Szósta porażka z rzędu w derbach Mediolanu...
Jak informuje Tuttosport, Milan poruszył już kwestię wykupu Brahima Diaza w rozmowach z Realem Madryt. Włosi chcieli sobie zastrzec opcję transferu definitywnego już latem, ale wówczas przeciągałyby się ich negocjacje z Hiszpanami, a klubowi zależało, żeby zawodnik był do dyspozycji trenera Stefano Piolego jak najszybciej. Teraz dyskusja może toczyć się spokojniejszym rytmem. Według Tuttosport, na tę chwilę Diaz wyceniany jest na 25 milionów euro - to kwota, która zadowala Real oraz nie jest uznawana jako przesadzona przez Milan.
- odkup jest praktycznie pewny, tym bardziej przy niskiej kwocie wykupu,
- ponoć w lecie Real chciał ustalić kwotę na kwotę zakupu + 5 mln, na co nie chciał się zgodzić Milan.
Dlatego też nie wydaje mi się, by teraz kwota odkupu miała przekroczyć 35-40 mln. Moim zdaniem jeśli cena dla Milanu zostanie ustalona na 20-25 mln, to odkup (rok lub dwa lata po ewentualnym wykupie) będzie wynosił 10 mln więcej, podobnie jak to było z Moratą. Real nie jest wcale tak łatwym przeciwnikiem w negocjacjach plus takie wyjście z odkupem też nie jest złym rozwiązaniem dla Milanu, bo ostatecznie za "ogrywanie" Diaza (tu należy pamiętać, że póki co jest on rezerwowym i nie ma planów, by miał być podstawową "10") dostaniemy sumkę, która na pewno się przyda.

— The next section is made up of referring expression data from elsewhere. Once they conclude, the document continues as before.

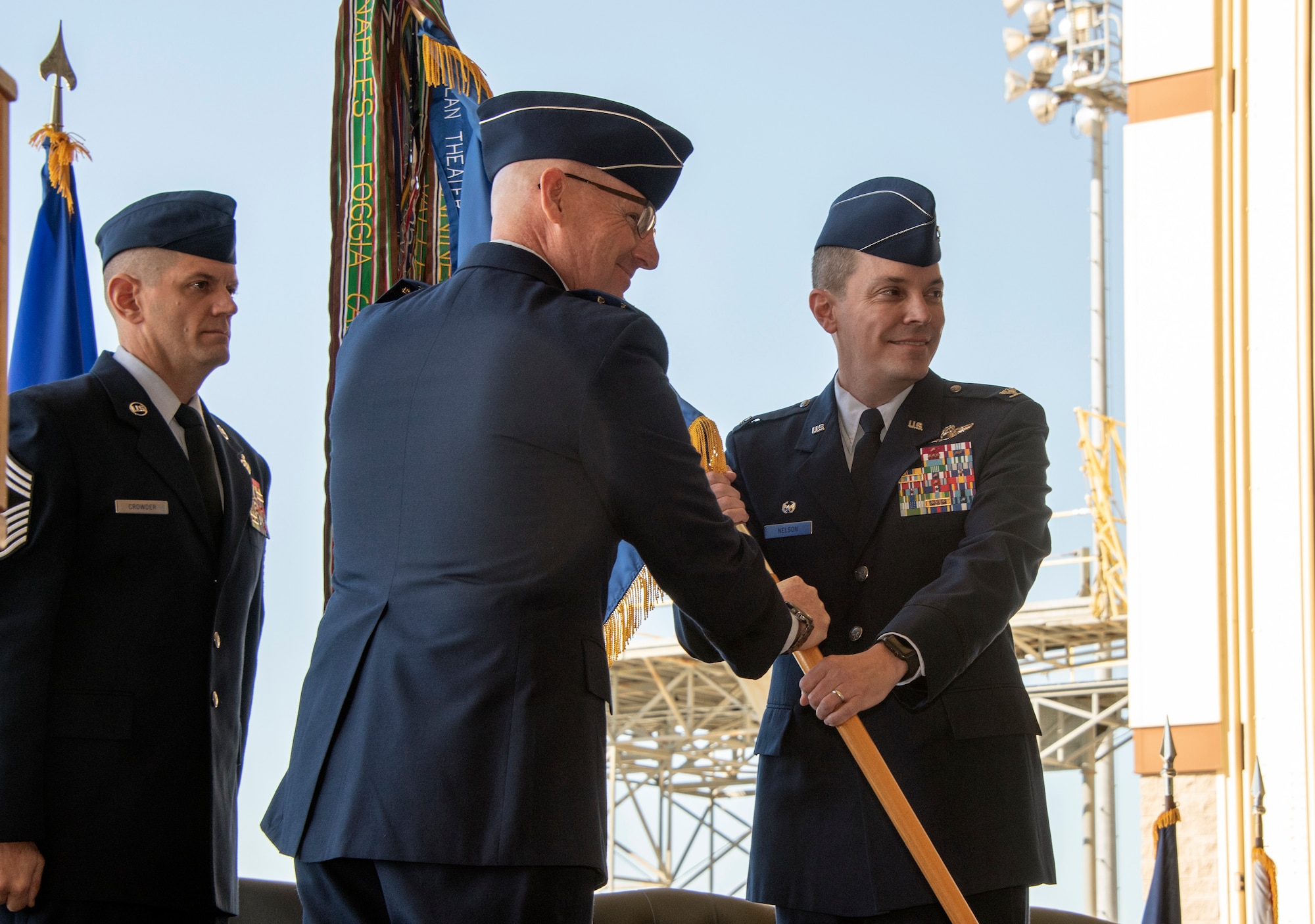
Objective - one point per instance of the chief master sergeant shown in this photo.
(131, 599)
(917, 507)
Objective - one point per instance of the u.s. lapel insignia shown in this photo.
(258, 509)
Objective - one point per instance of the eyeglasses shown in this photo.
(645, 221)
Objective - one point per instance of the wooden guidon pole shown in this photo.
(9, 94)
(892, 798)
(708, 441)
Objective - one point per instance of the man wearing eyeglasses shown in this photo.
(494, 440)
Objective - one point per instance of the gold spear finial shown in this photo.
(57, 64)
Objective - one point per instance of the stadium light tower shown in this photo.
(1087, 37)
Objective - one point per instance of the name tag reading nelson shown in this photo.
(141, 507)
(786, 530)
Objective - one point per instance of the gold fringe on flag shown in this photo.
(1259, 856)
(708, 441)
(64, 150)
(631, 613)
(449, 66)
(1166, 820)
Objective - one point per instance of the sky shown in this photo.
(787, 106)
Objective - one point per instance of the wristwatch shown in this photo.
(804, 632)
(905, 653)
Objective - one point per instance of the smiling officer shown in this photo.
(131, 599)
(917, 507)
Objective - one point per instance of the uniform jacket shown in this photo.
(492, 440)
(122, 633)
(962, 739)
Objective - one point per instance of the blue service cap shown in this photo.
(627, 143)
(195, 223)
(888, 218)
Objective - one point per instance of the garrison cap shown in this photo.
(888, 218)
(624, 141)
(195, 223)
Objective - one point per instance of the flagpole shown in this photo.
(9, 94)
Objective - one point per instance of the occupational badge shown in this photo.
(258, 509)
(942, 483)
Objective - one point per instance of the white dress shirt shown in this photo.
(531, 250)
(168, 404)
(850, 412)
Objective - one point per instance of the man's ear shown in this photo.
(553, 186)
(123, 298)
(823, 304)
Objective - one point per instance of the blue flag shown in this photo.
(454, 131)
(1164, 902)
(629, 565)
(55, 337)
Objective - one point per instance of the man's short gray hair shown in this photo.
(833, 267)
(144, 264)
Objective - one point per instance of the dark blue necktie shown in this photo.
(866, 450)
(201, 458)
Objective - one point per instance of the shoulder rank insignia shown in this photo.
(258, 509)
(15, 520)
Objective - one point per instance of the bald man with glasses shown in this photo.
(494, 440)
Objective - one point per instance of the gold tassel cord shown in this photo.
(64, 150)
(1258, 855)
(449, 66)
(1109, 599)
(1167, 818)
(634, 608)
(708, 441)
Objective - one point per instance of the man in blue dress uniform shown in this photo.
(917, 507)
(131, 599)
(494, 438)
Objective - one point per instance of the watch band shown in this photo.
(904, 651)
(804, 632)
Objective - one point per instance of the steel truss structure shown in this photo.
(682, 738)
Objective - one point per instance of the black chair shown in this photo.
(264, 902)
(1054, 917)
(677, 906)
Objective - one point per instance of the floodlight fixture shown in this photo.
(1016, 43)
(1016, 85)
(1045, 104)
(1038, 14)
(1043, 57)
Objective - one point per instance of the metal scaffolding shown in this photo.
(682, 764)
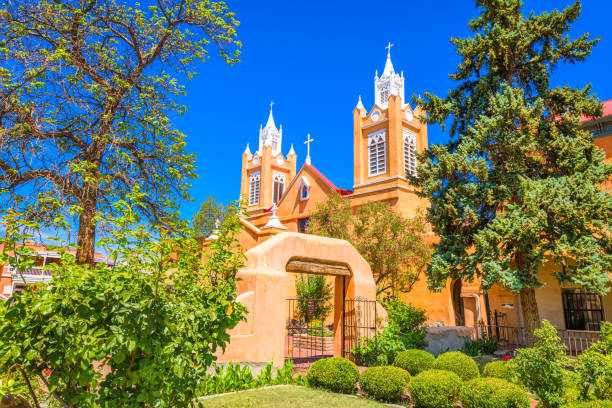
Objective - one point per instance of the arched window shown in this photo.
(410, 153)
(279, 187)
(376, 153)
(254, 187)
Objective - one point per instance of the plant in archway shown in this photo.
(314, 298)
(518, 184)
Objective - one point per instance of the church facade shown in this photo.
(281, 197)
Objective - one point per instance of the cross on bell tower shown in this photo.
(307, 143)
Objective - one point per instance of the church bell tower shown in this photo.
(266, 173)
(386, 138)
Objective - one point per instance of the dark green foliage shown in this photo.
(336, 374)
(542, 367)
(518, 184)
(313, 287)
(385, 383)
(493, 393)
(459, 363)
(155, 332)
(499, 369)
(234, 377)
(595, 362)
(590, 404)
(483, 345)
(414, 361)
(405, 331)
(435, 389)
(604, 387)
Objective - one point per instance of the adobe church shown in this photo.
(281, 197)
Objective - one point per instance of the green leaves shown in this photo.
(138, 333)
(517, 186)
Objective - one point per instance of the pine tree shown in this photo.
(518, 184)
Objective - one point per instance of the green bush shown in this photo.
(604, 387)
(542, 367)
(384, 383)
(499, 369)
(405, 331)
(414, 361)
(484, 345)
(590, 404)
(336, 374)
(313, 287)
(459, 363)
(435, 389)
(493, 393)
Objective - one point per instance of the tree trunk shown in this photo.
(531, 316)
(86, 240)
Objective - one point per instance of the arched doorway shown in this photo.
(458, 306)
(262, 289)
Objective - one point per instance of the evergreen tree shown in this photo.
(519, 181)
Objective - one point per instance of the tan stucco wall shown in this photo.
(263, 288)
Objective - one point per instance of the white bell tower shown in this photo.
(270, 135)
(389, 83)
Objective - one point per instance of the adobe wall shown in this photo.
(262, 288)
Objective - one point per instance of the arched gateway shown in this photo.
(263, 289)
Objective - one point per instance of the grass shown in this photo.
(288, 397)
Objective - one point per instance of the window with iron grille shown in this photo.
(409, 153)
(254, 187)
(376, 153)
(302, 224)
(583, 310)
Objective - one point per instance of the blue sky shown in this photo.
(314, 59)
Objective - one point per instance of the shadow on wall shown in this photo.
(447, 338)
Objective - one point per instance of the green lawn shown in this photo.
(288, 397)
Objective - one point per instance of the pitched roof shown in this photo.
(331, 185)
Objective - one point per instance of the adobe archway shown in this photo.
(263, 287)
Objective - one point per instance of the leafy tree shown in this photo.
(88, 92)
(140, 333)
(313, 287)
(211, 213)
(518, 183)
(393, 245)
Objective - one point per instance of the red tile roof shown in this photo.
(607, 108)
(331, 185)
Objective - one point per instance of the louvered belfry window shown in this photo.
(376, 153)
(254, 187)
(410, 153)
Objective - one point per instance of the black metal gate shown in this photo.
(308, 337)
(359, 326)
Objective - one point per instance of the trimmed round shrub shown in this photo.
(384, 383)
(435, 389)
(498, 369)
(590, 404)
(336, 374)
(459, 363)
(493, 393)
(414, 361)
(603, 388)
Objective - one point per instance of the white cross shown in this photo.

Wątpię też w tą kwotę 6 mln podawaną przez dziennikarzy, Hakan nie jest w ciemię bity, zdaje sobie sprawę z własnych możliwości. Skończy się max na 4 mln. Jakoś jestem spokojny, jeśli chodzi o przyszłość Turka w Milanie.
No i zatrzymanie Bennacera, któremu wskoczy klauzula odejścia.
Co więcej, można przecież wpisać, że ta klauzula odkupu zaczyna obowiązywać dopiero za te 2-3 lata.
Różnie w życiu bywa - może "zrośnie się" z Mediolanem Brahim?